Often, the graphics chips used in home computers and video game consoles had limited capabilities. Raster interrupts were incorporated into these video chips allowing skilled programmers to transcend these limitations. A software-serviced interrupt would be set to trigger when a given screen line was refreshed, and the interrupt routine could then reload the chip's registers. In doing so, the graphics chip state could be changed at a specific screen position allowing sprites to be repositioned, additional colors inserted, or graphics modes to be changed giving the graphics hardware the appearance of greater capability than it was inherently endowed.
- 1 Systems supporting raster interrupts
- 1.1 Bally Astrocade (1977)
- 1.2 Atari 8-bit family (ANTIC chip, 1979)
- 1.3 Commodore 64 (MOS Technology VIC-II chip, 1982)
- 1.4 Nintendo Entertainment System (PPU chip, 1983)
- 1.5 MSX2 (Yamaha V9938, 1985)
- 1.6 Commodore Amiga (Copper chip, 1985)
- 1.7 Nintendo Game Boy (PPU chip, 1989)
- 1.8 Super Nintendo Entertainment System (1990)
- 2 References
- 3 See also
Systems supporting raster interrupts
Several popular home computers and video game consoles included graphics chips supporting raster interrupts or had features that could be combined to work like raster interrupts.
Bally Astrocade (1977)
Atari 8-bit family (ANTIC chip, 1979)
The ANTIC chip used by the Atari 8-bit family includes display list interrupts (DLIs), which are triggered as the display is being drawn. The ANTIC chip itself is considerably powerful and inherently capable of many features which other systems require raster interrupts to duplicate. ANTIC can mix multiple graphics modes on the screen, display horizontal and vertical overscan graphics, and fine scroll selected horizontal regions. DLIs on the Atari are typically used to add additional color to the display and reuse Player/Missile graphics elements.

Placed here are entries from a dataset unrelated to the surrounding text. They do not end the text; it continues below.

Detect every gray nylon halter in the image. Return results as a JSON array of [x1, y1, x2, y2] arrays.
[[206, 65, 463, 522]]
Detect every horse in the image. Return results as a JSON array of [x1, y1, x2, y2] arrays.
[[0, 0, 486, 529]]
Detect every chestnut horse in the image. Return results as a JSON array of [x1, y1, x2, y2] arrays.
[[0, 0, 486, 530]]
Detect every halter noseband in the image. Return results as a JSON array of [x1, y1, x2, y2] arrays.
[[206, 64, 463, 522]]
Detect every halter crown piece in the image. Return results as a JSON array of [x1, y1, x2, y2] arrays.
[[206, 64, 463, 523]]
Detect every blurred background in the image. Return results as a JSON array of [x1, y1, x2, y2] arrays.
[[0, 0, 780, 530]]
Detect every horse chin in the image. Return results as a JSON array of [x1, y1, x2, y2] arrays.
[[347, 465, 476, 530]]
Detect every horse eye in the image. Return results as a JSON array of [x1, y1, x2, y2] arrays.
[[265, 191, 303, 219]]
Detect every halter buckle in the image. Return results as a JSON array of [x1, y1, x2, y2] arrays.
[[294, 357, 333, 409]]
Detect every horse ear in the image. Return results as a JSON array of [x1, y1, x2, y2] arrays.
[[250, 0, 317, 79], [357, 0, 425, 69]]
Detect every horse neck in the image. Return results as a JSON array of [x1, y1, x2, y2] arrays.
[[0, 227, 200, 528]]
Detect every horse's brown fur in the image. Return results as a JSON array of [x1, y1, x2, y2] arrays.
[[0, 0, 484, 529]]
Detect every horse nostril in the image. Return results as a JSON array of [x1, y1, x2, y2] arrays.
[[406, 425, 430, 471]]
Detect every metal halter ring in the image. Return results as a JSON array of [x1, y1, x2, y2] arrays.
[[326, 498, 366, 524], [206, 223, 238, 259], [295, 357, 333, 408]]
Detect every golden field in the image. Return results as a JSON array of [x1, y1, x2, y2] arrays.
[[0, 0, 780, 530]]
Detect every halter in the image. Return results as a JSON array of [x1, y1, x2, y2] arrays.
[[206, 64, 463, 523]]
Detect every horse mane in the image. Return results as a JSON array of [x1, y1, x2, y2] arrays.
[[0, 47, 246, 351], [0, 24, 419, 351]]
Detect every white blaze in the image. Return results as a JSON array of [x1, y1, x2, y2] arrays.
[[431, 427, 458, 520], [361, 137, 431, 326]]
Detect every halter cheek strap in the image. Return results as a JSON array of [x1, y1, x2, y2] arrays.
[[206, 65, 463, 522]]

Commodore 64 (MOS Technology VIC-II chip, 1982)
The C64's VIC-II has a flexible raster interrupt system. Raster interrupts and CPU intervention are necessary to reuse sprites on the screen, mix graphics modes, and selectively scroll screen regions.

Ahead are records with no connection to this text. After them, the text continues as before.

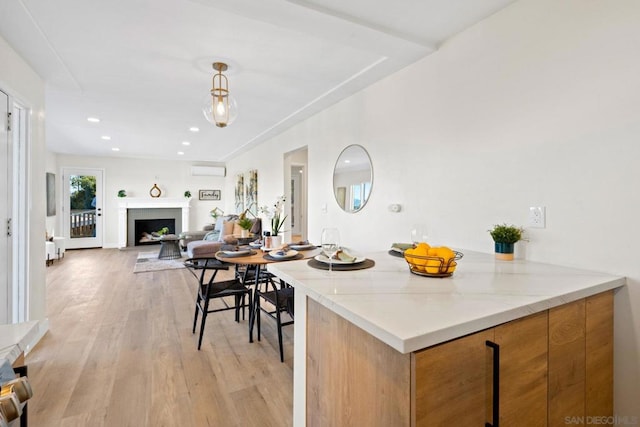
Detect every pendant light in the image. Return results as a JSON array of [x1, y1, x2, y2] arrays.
[[202, 62, 238, 128]]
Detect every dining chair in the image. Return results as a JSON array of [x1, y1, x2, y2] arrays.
[[184, 258, 253, 350], [249, 275, 294, 362]]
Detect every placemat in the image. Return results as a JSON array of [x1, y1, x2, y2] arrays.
[[216, 249, 258, 258], [307, 258, 376, 271], [262, 253, 304, 261]]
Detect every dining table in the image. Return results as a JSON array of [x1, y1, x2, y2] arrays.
[[215, 245, 322, 342]]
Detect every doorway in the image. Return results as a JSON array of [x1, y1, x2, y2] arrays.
[[0, 91, 29, 324], [62, 168, 104, 249], [0, 92, 13, 324], [284, 147, 308, 242], [290, 165, 306, 242]]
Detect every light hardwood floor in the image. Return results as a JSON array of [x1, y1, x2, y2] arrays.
[[26, 249, 293, 427]]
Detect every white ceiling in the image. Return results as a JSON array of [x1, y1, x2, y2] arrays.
[[0, 0, 514, 162]]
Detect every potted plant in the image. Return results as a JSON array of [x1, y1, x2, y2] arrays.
[[489, 224, 524, 261], [237, 213, 253, 237], [258, 196, 287, 247]]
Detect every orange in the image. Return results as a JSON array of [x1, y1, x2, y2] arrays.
[[404, 243, 428, 271]]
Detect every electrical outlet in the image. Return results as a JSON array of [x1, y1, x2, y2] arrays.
[[529, 206, 546, 228]]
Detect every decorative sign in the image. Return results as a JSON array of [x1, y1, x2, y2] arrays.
[[198, 190, 221, 200]]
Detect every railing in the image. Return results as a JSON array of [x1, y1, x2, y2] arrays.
[[69, 209, 96, 239]]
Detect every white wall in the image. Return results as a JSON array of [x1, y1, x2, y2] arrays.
[[0, 37, 47, 320], [55, 154, 228, 248], [227, 0, 640, 416]]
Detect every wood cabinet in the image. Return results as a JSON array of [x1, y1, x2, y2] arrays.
[[306, 291, 613, 427], [413, 311, 548, 427]]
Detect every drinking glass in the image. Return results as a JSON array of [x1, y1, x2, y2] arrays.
[[411, 224, 429, 245], [321, 228, 340, 273]]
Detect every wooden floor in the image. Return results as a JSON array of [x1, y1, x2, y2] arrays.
[[26, 249, 293, 427]]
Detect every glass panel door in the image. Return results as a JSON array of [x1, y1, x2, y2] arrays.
[[0, 92, 12, 324], [63, 169, 102, 249]]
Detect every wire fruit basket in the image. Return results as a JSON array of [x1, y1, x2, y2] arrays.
[[404, 251, 464, 277]]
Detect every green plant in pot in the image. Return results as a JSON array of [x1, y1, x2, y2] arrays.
[[238, 213, 253, 237], [489, 224, 524, 261]]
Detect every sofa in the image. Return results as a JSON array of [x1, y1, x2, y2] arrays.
[[180, 215, 262, 258]]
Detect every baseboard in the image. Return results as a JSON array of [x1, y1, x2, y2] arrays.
[[24, 318, 49, 356]]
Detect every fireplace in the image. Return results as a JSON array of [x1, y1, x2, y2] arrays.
[[133, 218, 176, 246], [118, 197, 190, 248]]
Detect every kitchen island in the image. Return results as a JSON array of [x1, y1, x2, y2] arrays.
[[268, 250, 625, 426]]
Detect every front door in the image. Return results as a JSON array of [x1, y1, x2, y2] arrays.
[[62, 168, 103, 249]]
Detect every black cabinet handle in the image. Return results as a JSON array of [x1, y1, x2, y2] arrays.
[[485, 340, 500, 427]]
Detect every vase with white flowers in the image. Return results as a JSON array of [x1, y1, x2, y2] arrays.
[[258, 196, 287, 246]]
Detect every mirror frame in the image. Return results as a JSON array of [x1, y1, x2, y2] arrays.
[[332, 144, 373, 213]]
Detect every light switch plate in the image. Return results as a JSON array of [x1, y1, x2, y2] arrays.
[[529, 206, 546, 228]]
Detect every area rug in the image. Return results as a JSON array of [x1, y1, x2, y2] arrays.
[[133, 252, 186, 273]]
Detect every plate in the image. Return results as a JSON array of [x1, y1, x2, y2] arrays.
[[222, 249, 251, 256], [269, 249, 298, 259], [313, 254, 366, 264], [289, 244, 316, 251]]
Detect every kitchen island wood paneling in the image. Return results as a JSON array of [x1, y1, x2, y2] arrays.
[[268, 251, 625, 426]]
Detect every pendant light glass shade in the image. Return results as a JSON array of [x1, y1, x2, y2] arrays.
[[202, 62, 238, 128]]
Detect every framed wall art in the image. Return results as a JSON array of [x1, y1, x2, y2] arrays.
[[198, 190, 222, 200]]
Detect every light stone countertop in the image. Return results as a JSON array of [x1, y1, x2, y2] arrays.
[[267, 250, 625, 353]]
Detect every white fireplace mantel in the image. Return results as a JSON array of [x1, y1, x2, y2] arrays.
[[118, 197, 191, 249]]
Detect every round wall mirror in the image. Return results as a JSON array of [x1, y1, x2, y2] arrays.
[[333, 144, 373, 212]]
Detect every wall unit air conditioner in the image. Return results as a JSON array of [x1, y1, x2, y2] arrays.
[[191, 166, 227, 176]]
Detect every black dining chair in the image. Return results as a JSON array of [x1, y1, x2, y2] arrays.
[[184, 258, 253, 350], [249, 275, 294, 362]]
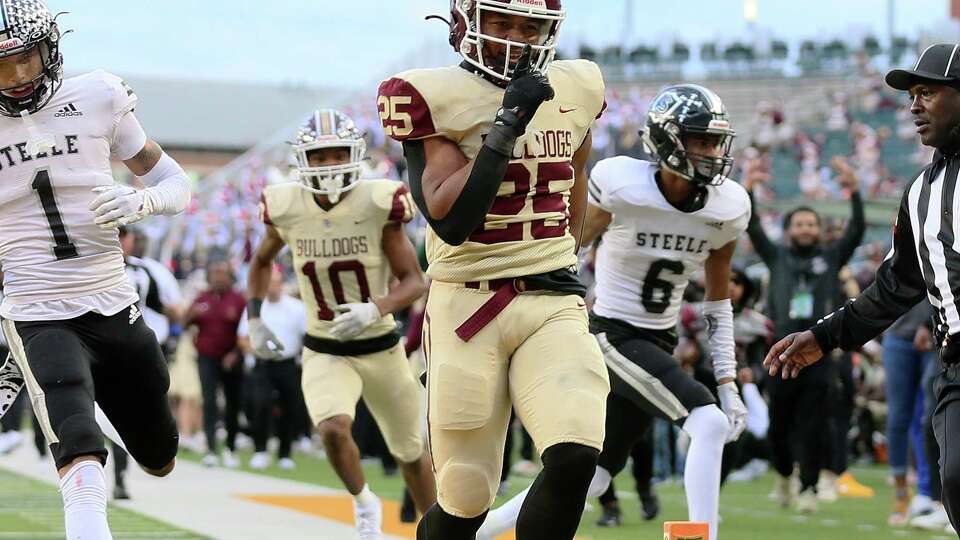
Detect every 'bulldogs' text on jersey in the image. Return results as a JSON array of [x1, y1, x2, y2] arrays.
[[589, 157, 750, 330]]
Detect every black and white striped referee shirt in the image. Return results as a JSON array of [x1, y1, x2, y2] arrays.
[[811, 151, 960, 352]]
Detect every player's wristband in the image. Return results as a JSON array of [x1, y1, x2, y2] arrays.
[[247, 298, 263, 319], [703, 298, 737, 381]]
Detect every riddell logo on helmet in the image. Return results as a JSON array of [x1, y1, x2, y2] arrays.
[[0, 38, 23, 52]]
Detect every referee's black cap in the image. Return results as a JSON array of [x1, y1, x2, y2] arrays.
[[885, 43, 960, 90]]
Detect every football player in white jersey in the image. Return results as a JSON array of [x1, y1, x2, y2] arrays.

Nintendo Entertainment System (PPU chip, 1983)
The Nintendo Entertainment System's PPU graphics chip does not support true raster interrupts - an interrupt can be set to trigger during the vertical blank interval, but not at any arbitrary scan line - instead required polling of a "hit flag" that indicated when the first sprite was being drawn. Although early games like Super Mario Bros., Castlevania, and The Legend of Zelda managed to produce effective split-screen scrolling with this method, it is CPU-intensive. Some later cartridges incorporated MMC circuitry (most prominently Nintendo's MMC3 chip) that kept track of the PPU's address and data lines and generated raster interrupts.
MSX2 (Yamaha V9938, 1985)
MSX2 computers feature a dedicated Yamaha V9938 Video Display Processor (VDP) that, like the NES, supports 'vertical blank interrupts' but requires polling for 'horizontal blank interrupts'. It was commonly used to create split screens, mix multiple video modes together on one screen and to increase the number of unique colours on the screen beyond the official spec. Prominent usage examples are the Aleste series and Konami's Space Manbow.
Commodore Amiga (Copper chip, 1985)
The Amiga computers include a custom coprocessor called the Copper which is dedicated to servicing raster interrupts. The Copper runs a program of simple instructions directing it to wait for a specific vertical scan line and horizontal beam position, then update the contents of a custom chip hardware register. This is typically used for modifying display parameters (such as mixing display modes, reusing sprites, changing color registers) without requiring any CPU interaction.
Nintendo Game Boy (PPU chip, 1989)
The Game Boy's PPU has support for four raster interrupts : it can be set to trigger at the beginning of a specified scanline, at the end of scanlines (during Horizontal blanking), at the beginning of all scanlines, or at the beginning of Vertical blanking. Its biggest drawback is that the same Interrupt handler is used for the first three, requiring the use of "dispatching" code if more than one condition is used.